1) You're in one of my re-occuring dreams where I am being chased by a number of different things, from tornados, to evil gunmen, to police officers, to rabid squirrels (don't laugh squirrels have been known to cause bodily harm 10's of thous...ok 10's of people each year) but no matter how fast I run or how many corners I turn I just can't seem to get that little long toothed guy off my back.
2) You're on the fantastic treadmill that I am only 3 kilos (6.6 pounds) away from owning!!!!!!!
If you've been following my blog then you already know this story so either skip the next couple lines or bare with me while I bore you with the details for those new comers.
When I began this journey I knew that I had tried 'diets' before and even been sucessful for a little while. At one point about 5 years ago I lost around 45 pounds and was feeling pretty good about myself. Then, like every other 'diet' I had tried, I had a slip here, a slide there, a full out binge once or twice and eventually I ended up back where I started plus a few extra pounds... for good measure.
Even though I knew I was doing something different this time I still didn't have 100% faith that this was the big 'IT'. This wasn't a diet, this was a life change. So to motivate myself I made a deal with my husband (my mother acted as expert witness in case he conveniently forgot our deal once it came to coughing up the money to actually buy the treadmill) that when I lose my first 15 kilos or 33 pounds I would reward myself with a treadmill.
I chose 15 kilos as my goal because... well it's a nice chunk of weight off my arse...literally. And if I can lose 33 pounds then I could convince myself that this was for real. I wasn't messing around. This is the big I-T.
So now I am almost there. I weighed in this morning and another 2.1 kilos (4.6 pounds) were gone. I have now lost a total of 12 kilos (26.4 pounds) and oh so close to that first target and owning that treadmill.
I'll have to admit I'm pretty darned excited and even a little bit proud. I really did it. I really am doing it. I'm really going to get... no not get but EARN that treadmill.
But it's not only the fact that I am doing it but it's the fact that this journey has been so different then all the others in my life. Although in the beginning, when I made the deal with my husband, I did it with the uncertainty that I could actually pull this off.
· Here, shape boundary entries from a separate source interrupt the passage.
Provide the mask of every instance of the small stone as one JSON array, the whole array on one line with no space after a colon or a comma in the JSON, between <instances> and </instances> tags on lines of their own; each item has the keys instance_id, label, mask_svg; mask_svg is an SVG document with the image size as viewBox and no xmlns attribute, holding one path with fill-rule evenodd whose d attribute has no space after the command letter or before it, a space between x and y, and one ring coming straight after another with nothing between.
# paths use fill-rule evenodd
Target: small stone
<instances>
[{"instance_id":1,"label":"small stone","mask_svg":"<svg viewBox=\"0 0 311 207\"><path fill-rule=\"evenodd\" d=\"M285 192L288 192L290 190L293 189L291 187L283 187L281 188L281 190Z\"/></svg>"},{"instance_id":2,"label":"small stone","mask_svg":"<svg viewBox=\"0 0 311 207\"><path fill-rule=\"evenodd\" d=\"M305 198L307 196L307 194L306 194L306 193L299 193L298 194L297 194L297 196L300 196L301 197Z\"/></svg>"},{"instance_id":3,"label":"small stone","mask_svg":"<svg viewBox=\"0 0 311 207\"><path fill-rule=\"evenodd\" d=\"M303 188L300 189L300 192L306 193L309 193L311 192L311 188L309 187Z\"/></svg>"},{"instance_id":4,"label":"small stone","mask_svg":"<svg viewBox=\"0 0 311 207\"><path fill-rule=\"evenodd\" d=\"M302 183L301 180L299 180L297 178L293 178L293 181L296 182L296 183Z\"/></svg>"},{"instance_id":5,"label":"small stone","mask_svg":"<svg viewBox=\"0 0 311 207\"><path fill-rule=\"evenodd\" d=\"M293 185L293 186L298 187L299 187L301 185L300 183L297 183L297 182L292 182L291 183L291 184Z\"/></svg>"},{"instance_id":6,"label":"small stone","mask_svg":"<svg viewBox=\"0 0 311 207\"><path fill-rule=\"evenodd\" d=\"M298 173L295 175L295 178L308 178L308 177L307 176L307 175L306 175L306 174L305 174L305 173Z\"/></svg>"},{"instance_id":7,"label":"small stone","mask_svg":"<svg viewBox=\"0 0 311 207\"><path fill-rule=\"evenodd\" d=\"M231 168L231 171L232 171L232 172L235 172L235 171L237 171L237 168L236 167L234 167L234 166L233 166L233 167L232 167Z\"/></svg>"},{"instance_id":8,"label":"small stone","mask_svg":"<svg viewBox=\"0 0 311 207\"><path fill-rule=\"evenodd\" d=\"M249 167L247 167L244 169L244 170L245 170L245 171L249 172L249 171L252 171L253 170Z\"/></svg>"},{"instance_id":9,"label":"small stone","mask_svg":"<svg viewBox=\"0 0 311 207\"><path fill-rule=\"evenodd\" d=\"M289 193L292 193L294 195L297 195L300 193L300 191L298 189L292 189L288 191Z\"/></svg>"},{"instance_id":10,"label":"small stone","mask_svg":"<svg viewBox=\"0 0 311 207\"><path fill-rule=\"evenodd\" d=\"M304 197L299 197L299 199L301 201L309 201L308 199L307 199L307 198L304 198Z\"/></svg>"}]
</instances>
I am now so certain that this is it, that this it the big IT that it makes me laugh. Not an "oh that's funny ha ha" laugh, not a little chuckle to myself but a full on, rolling on the ground, crazy, hysterical, villainous, tickle me until I pee laugh. The kind of laugh that makes your face hurt and leaves a stitch in your side for hours afterwards.
It's like I'm the not-so-quick-witted, kind of dorky kid at the party who didn't get the joke that everybody was laughing at, but on the walk home that little 'something' clicks in my head and I am standing on the sidewalk...all alone... cracking up.
I get it. I finally, really honestly get it.
Don't mistake my 'getting it' with getting cocky though. It was and will continue to be a long, hard, sweaty, tear stained road. It's a road that's filled with bumps that I'll have to clamber over while trying to stay steady. It's a road filled with road blocks that make me think this is the end of my journey and I can't possibly keep going. This road has patches of black ice that makes me slip, falter and bust my arse time and time again. But this is the road that I have to take. It's the only through road that leads to my final destination.